Una delle grandi novità di adesso è che si ragiona molto sul bisogno di creare chip su misura, per avere controllo dell’integrazione nell’ecosistema del singolo produttore, come in passato si è ragionato sulla necessità di creare le proprie tecnologie come ad esempio il sistema operativo.

A liberare i grandi della tecnologia dal modello di Bill Gates dell’integrazione orizzontale vincolata a un unico produttore di sistema operativo e a ridare centralità a quello di Steve Jobs con l’integrazione verticale è stato come detto il web e il cloud.
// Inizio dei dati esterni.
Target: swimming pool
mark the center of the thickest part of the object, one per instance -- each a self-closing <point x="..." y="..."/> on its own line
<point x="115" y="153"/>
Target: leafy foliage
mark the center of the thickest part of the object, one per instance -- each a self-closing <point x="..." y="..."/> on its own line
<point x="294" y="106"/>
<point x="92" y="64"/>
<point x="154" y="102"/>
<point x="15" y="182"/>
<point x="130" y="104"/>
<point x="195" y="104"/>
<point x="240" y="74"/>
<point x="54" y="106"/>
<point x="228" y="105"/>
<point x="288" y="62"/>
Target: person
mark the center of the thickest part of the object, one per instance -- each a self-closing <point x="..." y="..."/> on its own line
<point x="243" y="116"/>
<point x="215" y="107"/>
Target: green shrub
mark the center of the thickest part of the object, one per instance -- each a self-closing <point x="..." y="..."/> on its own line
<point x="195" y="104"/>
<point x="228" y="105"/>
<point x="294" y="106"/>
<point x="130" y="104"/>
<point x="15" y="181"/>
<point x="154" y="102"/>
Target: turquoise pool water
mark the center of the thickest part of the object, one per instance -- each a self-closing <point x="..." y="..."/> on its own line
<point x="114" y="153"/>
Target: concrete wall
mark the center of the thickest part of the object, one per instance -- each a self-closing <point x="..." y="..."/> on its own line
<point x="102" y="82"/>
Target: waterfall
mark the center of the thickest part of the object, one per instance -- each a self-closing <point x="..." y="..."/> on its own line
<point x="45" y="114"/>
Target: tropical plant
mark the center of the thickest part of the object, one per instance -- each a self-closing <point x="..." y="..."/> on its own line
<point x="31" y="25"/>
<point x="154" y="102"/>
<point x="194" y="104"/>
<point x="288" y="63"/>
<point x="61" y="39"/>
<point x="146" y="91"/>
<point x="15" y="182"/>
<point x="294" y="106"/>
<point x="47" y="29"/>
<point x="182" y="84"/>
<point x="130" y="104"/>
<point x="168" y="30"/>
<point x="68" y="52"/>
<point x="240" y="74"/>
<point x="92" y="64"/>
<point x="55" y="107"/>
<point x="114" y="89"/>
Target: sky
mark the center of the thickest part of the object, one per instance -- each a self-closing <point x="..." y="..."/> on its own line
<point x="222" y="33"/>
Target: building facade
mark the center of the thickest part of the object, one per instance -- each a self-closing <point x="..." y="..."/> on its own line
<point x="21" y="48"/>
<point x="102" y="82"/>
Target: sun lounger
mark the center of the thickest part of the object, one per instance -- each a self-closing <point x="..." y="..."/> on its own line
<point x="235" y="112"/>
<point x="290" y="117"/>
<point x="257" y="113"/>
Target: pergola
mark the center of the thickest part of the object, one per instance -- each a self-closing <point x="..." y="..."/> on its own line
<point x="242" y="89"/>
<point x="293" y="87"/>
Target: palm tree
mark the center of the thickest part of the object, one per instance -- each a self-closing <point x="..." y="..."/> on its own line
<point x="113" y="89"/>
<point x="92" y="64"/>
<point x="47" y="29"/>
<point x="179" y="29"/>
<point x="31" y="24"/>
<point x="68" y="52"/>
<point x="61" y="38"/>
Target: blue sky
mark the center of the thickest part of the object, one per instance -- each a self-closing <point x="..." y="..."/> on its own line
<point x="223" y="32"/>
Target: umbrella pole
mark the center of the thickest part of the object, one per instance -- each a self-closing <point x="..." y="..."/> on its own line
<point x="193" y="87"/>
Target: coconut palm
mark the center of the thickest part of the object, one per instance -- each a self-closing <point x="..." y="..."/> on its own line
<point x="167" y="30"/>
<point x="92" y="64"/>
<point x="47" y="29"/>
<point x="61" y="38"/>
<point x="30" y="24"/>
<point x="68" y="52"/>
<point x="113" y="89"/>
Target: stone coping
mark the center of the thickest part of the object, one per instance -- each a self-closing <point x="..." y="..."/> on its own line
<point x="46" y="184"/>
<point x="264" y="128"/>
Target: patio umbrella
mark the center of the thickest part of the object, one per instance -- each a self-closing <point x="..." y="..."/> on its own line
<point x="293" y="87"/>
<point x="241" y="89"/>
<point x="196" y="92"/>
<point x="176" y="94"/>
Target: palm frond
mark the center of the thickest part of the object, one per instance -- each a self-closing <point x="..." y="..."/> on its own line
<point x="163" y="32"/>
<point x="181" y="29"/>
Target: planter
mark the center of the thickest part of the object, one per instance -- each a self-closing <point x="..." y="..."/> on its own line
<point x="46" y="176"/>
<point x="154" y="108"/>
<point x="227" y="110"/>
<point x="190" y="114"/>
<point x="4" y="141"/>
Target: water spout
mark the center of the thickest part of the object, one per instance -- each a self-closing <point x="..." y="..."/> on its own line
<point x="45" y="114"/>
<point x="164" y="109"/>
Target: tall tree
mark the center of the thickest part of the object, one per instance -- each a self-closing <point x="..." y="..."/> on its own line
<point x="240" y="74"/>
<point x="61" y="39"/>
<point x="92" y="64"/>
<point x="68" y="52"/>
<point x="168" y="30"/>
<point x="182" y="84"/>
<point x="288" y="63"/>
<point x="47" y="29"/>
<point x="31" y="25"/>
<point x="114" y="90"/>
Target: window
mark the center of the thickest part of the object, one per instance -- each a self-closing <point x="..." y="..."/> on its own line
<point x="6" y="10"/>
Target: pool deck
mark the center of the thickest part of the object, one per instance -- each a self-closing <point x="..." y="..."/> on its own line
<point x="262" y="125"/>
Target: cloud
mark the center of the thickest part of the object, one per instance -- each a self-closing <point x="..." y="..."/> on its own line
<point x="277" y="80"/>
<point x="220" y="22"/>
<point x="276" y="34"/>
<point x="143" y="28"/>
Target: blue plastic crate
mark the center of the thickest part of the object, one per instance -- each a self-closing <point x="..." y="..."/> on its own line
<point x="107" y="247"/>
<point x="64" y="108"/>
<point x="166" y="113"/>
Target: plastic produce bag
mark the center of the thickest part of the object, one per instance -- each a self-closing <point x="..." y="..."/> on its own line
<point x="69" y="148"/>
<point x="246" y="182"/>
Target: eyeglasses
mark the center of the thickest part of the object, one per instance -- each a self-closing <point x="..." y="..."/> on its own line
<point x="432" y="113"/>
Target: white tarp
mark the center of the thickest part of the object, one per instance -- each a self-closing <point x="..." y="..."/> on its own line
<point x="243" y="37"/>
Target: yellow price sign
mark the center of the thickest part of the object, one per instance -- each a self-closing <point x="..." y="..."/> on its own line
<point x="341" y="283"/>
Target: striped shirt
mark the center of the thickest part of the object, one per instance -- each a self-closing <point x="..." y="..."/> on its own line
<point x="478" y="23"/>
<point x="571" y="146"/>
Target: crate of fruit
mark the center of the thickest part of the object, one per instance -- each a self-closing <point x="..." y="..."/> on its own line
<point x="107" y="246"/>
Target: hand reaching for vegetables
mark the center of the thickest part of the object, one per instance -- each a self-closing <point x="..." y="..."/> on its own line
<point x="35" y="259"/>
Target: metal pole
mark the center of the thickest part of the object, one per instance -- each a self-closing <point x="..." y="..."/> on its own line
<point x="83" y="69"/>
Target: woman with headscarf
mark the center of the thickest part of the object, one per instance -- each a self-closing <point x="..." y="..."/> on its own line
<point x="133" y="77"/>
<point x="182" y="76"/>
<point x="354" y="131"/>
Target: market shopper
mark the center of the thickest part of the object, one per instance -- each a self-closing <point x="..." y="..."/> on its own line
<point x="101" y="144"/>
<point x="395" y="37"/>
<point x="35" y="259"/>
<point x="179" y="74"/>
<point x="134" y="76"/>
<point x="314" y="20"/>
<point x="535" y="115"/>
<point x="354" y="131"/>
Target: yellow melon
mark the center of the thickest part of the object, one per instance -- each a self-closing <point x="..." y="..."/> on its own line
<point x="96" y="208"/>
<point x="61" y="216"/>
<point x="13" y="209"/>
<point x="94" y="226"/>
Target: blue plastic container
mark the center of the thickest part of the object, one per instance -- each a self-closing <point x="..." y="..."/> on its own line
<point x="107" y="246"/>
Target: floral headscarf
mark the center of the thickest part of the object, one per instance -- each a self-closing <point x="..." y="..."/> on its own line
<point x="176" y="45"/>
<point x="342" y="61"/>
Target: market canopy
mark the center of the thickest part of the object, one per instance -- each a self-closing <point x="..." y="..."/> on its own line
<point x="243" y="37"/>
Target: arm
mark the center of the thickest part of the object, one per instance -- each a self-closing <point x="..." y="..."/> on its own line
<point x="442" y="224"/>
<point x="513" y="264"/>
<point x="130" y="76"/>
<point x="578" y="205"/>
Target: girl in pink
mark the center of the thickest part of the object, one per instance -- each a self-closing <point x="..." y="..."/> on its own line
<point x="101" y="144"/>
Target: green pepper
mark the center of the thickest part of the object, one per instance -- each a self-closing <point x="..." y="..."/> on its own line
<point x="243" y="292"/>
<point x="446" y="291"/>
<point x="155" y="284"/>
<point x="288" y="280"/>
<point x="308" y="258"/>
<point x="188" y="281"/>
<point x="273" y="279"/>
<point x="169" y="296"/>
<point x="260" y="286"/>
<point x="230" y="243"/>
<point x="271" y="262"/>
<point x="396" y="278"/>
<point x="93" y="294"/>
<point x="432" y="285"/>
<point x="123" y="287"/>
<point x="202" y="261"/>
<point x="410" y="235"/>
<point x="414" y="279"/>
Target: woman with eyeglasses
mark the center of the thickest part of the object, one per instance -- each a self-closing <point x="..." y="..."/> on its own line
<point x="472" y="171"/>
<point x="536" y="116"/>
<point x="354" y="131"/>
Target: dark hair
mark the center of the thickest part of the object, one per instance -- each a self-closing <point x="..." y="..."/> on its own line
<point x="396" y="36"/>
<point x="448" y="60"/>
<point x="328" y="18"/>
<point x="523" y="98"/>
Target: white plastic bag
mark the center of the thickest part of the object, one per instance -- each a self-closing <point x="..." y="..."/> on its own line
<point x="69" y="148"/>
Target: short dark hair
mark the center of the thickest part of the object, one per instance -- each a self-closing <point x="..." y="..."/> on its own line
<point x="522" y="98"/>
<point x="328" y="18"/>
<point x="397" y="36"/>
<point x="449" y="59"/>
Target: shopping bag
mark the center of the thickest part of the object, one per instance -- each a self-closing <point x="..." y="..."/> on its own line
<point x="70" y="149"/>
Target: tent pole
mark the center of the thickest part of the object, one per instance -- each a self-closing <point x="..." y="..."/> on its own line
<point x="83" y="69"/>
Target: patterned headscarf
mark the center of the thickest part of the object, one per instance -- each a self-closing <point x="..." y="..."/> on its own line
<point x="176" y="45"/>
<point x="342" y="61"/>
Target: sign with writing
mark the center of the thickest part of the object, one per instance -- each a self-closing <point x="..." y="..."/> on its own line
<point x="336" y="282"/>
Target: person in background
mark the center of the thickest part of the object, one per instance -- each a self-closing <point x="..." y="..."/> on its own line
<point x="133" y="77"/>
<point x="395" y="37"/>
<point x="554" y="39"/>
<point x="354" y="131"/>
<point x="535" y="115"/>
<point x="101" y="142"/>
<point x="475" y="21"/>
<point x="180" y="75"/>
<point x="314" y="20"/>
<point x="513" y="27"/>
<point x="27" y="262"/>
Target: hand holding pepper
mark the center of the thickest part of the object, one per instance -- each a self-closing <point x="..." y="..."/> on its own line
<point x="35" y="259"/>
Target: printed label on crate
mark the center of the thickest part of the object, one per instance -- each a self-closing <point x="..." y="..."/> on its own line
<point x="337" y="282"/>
Aziende che non sono riuscite a sfruttare tutto il valore sono quelli che, pur se naturalmente integrati verticalmente, non controllano lo strato del sistema operativo e quindi neanche l’app store e i servizi cloud.

Un esempio? Ovviamente Samsung la quale, nonostante sia un gigante tra i produttori di tecnologia (e fornitore per tutti gli attori sul mercato, a partire da Apple), è anche vittima del sistema operativo Android di Google nel settore dei telefoni e di Windows di Microsoft nei suoi Pc. Che cosa potrà fare nel futuro? Forse costruire il suo sistema operativo, anche se l’azienda sa bene di non avere la potenza di fuoco e l’esperienza per rendere rilevante e significativo il suo lavoro in questo ambito.

In futuro? Sempre più integrazione. Per raggiungere ritmi di innovazione annuale sempre più serrati avere il controllo di tutti questi strati differenti diventa critico. Lo è sempre stato ma prima (all’epoca dei grandi produttori di personal computer negli anni Ottanta e Novanta) era addirittura impossibile perché le singole aziende non avevano le economie di scala per farlo e perché il paradigma dell’integrazione verticale era troppo forte e teneva prigionieri la stragrande maggioranza degli utenti e degli sviluppatori e produttori a un singolo ecosistema (quello di Microsoft).

Un settore in cui l’integrazione verticale ha sempre pagato, almeno fino a non molto tempo fa, è stato quello dei videogiochi. Ogni grande produttore come Nintendo, Sega, Sony e più di recente Microsoft realizzava un sistema chiuso (la console) e del quale aveva un forte controllo – a specifiche “congelate” – e che permetteva anche di controllare lo sviluppo del software, cioè i giochi, senza bisogno di un vero sistema operativo. È stato solo con la crescita della potenza di calcolo degli smartphone e tablet il bisogno di connessione e di interazione con la rete che il gioco è diventato parte dell’esperienza di un sistema operativo, anziché mantenere un’importanza superiore a quello dell’ambiente in cui era in precedenza eseguito.